In the Canadian Marsh

In the Canadian marsh, I wandered as a boy, searching for the something, for the somewhere, for the someone, I sensed was somewhere near.  There among the cattails, some swaying in the river breeze, some bearing the momentary weight of red wing blackbirds and bob-o-links, patiently watching with me.

The sky is golden grey, autumn-ed by the dust from the farmer's hayfields being mowed just in time to fill the barns and cattle stalls.  The smoke of distant fires, the burning of the last straw of harvest and the gathered leaves in their last moments in these countrified backyards.
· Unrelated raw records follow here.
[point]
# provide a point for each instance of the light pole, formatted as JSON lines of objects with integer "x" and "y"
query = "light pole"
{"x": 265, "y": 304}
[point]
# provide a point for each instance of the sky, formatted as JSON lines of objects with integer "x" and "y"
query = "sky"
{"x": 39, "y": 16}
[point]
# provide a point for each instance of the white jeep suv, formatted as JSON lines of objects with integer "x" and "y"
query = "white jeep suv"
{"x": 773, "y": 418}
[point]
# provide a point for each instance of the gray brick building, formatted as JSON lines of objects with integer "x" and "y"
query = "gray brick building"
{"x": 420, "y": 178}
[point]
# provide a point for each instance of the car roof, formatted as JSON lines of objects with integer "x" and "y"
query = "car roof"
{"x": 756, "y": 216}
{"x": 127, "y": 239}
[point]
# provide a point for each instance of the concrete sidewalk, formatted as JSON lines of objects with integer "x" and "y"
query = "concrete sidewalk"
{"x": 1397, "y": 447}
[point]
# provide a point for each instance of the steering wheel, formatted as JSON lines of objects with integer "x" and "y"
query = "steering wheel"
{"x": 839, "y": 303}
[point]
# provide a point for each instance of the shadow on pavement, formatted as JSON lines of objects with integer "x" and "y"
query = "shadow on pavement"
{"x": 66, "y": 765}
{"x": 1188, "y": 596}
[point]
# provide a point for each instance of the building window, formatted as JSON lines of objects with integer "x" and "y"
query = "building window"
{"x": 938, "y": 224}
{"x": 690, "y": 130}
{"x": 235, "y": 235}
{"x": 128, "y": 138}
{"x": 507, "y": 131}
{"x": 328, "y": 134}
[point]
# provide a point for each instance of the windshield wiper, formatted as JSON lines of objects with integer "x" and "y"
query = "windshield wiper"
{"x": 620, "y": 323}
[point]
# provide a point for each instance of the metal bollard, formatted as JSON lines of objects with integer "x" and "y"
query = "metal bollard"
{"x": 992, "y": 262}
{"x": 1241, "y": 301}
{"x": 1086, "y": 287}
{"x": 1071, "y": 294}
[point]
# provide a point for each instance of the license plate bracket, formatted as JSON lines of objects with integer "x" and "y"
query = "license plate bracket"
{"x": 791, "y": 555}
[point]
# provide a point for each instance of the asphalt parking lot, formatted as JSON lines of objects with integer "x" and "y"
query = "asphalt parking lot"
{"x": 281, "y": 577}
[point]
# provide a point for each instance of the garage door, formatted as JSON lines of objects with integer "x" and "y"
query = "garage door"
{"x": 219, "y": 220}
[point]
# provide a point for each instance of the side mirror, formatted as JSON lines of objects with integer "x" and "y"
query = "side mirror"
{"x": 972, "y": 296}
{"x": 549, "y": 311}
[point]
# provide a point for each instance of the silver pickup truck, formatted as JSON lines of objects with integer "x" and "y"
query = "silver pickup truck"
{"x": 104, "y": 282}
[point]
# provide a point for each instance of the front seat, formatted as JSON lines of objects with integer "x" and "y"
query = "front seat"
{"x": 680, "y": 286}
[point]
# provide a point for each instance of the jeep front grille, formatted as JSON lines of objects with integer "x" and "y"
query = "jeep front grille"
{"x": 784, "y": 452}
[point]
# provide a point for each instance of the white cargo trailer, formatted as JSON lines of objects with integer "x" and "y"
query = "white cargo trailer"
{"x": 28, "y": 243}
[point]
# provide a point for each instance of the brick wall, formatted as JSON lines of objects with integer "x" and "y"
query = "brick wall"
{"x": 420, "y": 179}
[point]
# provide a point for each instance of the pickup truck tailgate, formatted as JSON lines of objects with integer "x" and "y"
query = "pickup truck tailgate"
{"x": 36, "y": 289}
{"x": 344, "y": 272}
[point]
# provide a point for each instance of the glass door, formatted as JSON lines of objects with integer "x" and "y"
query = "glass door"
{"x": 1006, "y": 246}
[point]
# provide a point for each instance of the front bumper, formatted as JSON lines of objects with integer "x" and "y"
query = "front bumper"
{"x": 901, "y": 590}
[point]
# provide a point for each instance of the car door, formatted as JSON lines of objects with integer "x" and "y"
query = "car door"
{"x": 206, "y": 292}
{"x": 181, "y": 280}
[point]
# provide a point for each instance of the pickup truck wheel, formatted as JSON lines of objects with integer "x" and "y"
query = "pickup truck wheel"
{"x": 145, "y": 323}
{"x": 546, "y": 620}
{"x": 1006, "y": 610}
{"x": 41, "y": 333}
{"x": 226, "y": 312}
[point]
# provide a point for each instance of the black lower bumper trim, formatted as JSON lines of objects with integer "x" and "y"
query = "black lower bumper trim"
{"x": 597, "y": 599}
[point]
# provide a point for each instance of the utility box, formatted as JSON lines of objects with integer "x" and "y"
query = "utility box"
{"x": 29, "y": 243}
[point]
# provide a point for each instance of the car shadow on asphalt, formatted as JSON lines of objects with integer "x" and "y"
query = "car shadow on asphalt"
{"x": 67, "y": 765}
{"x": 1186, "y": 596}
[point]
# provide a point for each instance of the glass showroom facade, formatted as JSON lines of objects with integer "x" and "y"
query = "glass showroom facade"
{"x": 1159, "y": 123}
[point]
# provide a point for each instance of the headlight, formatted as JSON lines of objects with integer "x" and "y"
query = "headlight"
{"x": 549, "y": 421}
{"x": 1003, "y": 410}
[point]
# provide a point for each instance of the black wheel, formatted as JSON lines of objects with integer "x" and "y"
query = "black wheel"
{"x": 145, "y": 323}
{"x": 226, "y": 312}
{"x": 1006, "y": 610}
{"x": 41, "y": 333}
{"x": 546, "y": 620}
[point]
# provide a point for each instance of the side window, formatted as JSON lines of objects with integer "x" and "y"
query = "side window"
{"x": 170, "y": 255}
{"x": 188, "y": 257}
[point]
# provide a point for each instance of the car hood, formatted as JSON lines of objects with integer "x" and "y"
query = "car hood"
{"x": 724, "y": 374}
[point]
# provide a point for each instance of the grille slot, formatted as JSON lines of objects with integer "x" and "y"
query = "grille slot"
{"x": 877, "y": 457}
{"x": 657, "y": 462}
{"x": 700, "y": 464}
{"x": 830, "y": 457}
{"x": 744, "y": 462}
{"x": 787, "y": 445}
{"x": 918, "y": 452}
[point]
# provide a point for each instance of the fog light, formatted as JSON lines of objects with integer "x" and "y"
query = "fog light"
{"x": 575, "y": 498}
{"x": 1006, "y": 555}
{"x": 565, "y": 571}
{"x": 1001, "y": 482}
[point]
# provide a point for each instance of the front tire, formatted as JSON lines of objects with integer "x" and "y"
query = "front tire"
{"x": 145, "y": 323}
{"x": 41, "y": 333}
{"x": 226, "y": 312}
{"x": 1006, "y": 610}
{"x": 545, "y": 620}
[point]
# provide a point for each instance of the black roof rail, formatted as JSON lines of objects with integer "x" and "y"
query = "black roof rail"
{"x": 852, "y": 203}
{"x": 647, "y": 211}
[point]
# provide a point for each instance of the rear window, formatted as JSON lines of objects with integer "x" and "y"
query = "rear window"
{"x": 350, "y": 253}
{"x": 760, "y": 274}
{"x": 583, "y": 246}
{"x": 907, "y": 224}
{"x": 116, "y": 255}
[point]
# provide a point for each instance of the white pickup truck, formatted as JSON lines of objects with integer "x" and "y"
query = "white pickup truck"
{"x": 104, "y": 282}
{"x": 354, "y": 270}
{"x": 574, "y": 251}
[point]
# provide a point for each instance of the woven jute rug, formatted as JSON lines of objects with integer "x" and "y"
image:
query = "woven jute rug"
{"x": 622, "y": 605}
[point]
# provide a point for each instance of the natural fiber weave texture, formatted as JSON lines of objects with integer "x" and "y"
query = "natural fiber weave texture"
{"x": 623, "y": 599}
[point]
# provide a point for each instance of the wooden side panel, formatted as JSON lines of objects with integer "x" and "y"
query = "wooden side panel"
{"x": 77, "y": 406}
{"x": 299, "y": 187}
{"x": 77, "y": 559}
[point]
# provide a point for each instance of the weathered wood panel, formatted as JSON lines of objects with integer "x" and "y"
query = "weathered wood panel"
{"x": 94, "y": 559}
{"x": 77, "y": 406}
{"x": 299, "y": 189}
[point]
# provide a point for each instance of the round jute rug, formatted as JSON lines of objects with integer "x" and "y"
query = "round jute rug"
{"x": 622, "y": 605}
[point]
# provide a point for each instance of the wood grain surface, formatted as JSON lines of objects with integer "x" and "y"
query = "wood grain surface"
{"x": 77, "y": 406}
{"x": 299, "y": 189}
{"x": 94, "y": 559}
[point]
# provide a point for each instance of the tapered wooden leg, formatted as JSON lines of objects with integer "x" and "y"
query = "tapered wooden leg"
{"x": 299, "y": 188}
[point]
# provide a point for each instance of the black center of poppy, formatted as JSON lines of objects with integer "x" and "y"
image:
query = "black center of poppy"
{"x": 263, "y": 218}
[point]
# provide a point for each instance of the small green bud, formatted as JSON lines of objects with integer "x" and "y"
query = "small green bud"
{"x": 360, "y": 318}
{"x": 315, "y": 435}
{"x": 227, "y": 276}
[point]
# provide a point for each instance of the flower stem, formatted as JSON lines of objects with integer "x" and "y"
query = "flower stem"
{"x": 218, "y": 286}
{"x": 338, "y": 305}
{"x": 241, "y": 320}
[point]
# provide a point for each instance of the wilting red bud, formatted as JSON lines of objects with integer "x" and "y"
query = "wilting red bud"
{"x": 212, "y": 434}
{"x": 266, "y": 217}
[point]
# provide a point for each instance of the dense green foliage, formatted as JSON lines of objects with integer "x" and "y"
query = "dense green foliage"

Here near the spreading lilac trees, bushes of grand scale made so by the enduring of many years in this rugged, swarthy place.  One burst of purple color in the dress of of ten thousands little flowers, clustered as grapes upon the vine.  A place where a young lad, a lonely lad, a keep-much-time-to-himself lad, a lad comprised more of thoughts than of daring deeds, might come and dwell in his imaginary realms.  All my poems and thoughts of beauty that matured in later years were born within its shaded cloister, there in the creative loneliness, far from the confusion of the crowds.

The Canada Geese, they are on the move again, either coming from a place I have never seen, or going to a place i have never been.  But always they come home to me, a young lad, whose hermitge was here among the reeds and willow trees, in the mists of the Canadian marsh.